In addition to the complication of using a bolus injection, other factors are known to effect plasma LNAA concentrations, including anesthesia (Sage et al., 1979; Berglund et al., 1991), time of day (Fernstrom et al., 1979; Wurtman et al., 1968; Scriver et al., 1985), and individual metabolic variations (Scriver et al., 1985; Berglund et al., 1991). These factors are minimized in the present work by measuring the LNAA concentration during FDOPA uptake.

LNAA adjustment validation: paired experiments

To test the validity of using the Ki-derived adjustment, we examined three animals both with and without amino acid loading. A comparison of results from fasted versus amino acid loading experiments is made in Table 4. Unadjusted Ki values dropped by an average of 36% with the increased LNAA levels. Using a linear-based adjustment derived from LNAA and Ki data in Fig. 4, applied to both the fasted and elevated PET studies, the Ki variation between these two experiments was markedly reduced for each of the three animals (Table 4). This significant decrease in Ki variability shows that the model is useful for removing the LNAA dependence and increases measurement precision.

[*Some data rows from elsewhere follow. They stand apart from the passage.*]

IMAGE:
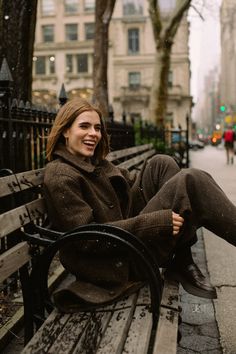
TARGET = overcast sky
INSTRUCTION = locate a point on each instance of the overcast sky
(204, 44)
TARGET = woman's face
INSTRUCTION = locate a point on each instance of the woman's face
(84, 134)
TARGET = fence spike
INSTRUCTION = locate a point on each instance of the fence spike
(28, 105)
(5, 73)
(62, 95)
(14, 103)
(21, 104)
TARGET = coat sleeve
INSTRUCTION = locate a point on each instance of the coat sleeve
(68, 209)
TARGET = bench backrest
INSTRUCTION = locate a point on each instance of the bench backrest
(24, 189)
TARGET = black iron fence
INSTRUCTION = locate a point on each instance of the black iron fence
(24, 130)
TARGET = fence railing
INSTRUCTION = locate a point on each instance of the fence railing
(24, 130)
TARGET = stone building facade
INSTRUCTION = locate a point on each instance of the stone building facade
(64, 54)
(228, 56)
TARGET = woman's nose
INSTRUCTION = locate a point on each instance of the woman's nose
(92, 131)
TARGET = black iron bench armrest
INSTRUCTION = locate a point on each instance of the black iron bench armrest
(101, 232)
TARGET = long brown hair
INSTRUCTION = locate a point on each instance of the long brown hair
(65, 118)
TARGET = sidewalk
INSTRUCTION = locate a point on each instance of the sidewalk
(209, 325)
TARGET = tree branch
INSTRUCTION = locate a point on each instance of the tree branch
(155, 15)
(172, 27)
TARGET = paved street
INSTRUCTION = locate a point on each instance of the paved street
(209, 326)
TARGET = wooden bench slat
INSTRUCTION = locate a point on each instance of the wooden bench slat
(47, 333)
(114, 155)
(167, 330)
(123, 327)
(18, 217)
(139, 332)
(13, 259)
(115, 336)
(170, 296)
(70, 334)
(8, 186)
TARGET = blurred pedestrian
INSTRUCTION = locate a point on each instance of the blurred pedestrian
(229, 138)
(162, 205)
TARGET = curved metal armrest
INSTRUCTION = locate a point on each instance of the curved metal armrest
(110, 234)
(41, 236)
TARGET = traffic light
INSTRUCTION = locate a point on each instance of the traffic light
(222, 108)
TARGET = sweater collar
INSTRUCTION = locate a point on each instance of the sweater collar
(74, 160)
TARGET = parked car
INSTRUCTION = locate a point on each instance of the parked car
(196, 144)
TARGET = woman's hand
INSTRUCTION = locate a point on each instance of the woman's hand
(177, 221)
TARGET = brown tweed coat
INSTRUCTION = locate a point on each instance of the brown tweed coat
(79, 193)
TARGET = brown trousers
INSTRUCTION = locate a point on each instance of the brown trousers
(193, 194)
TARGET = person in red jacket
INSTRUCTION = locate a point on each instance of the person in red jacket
(229, 138)
(162, 205)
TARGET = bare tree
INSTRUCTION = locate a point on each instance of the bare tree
(17, 30)
(164, 33)
(103, 14)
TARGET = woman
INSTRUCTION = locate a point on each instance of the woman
(162, 205)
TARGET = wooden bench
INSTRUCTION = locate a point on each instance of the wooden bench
(137, 324)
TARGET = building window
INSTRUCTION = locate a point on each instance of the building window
(78, 63)
(69, 63)
(167, 6)
(71, 32)
(134, 80)
(133, 41)
(48, 33)
(89, 5)
(132, 7)
(89, 29)
(82, 63)
(44, 65)
(170, 78)
(48, 7)
(71, 6)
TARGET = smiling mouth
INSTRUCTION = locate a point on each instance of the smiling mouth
(90, 144)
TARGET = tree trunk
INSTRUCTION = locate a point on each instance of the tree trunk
(103, 13)
(17, 31)
(159, 91)
(164, 31)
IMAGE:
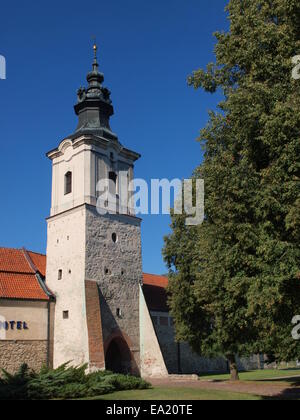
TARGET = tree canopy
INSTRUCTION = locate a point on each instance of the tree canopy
(234, 280)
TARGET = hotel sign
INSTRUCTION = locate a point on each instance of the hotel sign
(13, 325)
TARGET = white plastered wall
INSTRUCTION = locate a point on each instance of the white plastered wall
(152, 361)
(66, 252)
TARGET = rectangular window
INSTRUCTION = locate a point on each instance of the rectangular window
(164, 320)
(112, 183)
(68, 183)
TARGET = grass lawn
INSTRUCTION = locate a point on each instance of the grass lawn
(175, 394)
(257, 375)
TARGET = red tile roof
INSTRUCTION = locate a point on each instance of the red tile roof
(39, 260)
(18, 279)
(14, 261)
(18, 275)
(155, 280)
(154, 289)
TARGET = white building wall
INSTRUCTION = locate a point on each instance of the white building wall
(152, 361)
(66, 252)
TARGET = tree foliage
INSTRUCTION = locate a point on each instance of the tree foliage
(234, 280)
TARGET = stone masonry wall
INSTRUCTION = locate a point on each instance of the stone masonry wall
(15, 353)
(117, 268)
(94, 324)
(191, 362)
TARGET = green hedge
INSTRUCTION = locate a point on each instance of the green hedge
(65, 382)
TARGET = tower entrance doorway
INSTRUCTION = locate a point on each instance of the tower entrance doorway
(118, 357)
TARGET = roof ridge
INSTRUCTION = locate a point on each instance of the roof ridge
(36, 253)
(29, 260)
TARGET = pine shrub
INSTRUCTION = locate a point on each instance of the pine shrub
(65, 382)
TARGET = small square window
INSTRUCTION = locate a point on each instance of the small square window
(163, 320)
(155, 320)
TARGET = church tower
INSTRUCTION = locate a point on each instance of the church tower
(94, 264)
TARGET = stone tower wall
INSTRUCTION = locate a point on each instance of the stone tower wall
(117, 269)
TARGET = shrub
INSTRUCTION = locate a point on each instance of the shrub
(65, 382)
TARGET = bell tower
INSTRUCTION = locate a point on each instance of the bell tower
(94, 264)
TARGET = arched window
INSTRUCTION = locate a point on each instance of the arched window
(68, 183)
(112, 183)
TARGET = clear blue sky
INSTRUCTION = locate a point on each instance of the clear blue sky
(146, 51)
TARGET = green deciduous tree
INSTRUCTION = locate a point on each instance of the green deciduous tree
(234, 280)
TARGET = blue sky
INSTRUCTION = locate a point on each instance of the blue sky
(146, 51)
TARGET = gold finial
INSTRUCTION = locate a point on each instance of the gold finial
(95, 48)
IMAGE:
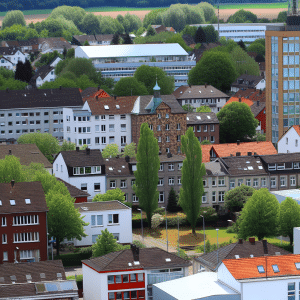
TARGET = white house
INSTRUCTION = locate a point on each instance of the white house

K1 is not sufficient to describe LNAA effects

Using the LNAA effects on K1 alone to adjust the Ki value resulted in values still correlated to LNAA concentrations (Fig. 4). This suggests that additional components (i.e., in addition to the LNAA effect on K1) may be needed to adequately describe the LNAA effects on the estimated Ki values. If k2 is also affected by plasma LNAA similar to K1, Ki would have had a lower dependency on LNAA than K1, instead of the larger dependency as determined in the present work. Because k3 is the aromatic amino acid decarboxylase rate for FDOPA inside the neuron, the passage of the tracer across the neuronal membrane is not explicitly accounted for in the FDOPA model. It is conceivable that the higher LNAA concentrations may also inhibit transport at a neuronal transporter (Barrio et al., 1997). However, with the present data no correlation of either k2 or k3 with LNAA concentrations was clearly demonstrable, which indicates the need for further work to address this issue.

Although the K1 correlation was not sufficient to remove all the LNAA dependency, it does account for a large portion of the Ki correlation. An adjustment based on the Ki correlation, however, best describes the LNAA dependency on the FDOPA uptake.

Although there is some controversy over the correlation of age with Ki values (Eidelberg et al., 1993; Scherman et al., 1989), recent work with FDOPA and [F-18]phenylalanine (Kuwabara et al., 1995; Ito et al., 1995) indicates that K1 does not change with aging. This suggests that the K1 component of the LNAA adjustment can appropriately be applied to data acquired from animals of all ages. The limited range of animal ages used in the present work (7.7 ± 3 years) indicates no correlation of plasma LNAA concentrations, K1, or Ki with age; however, the age range is not sufficiently wide to clearly characterize any age dependency.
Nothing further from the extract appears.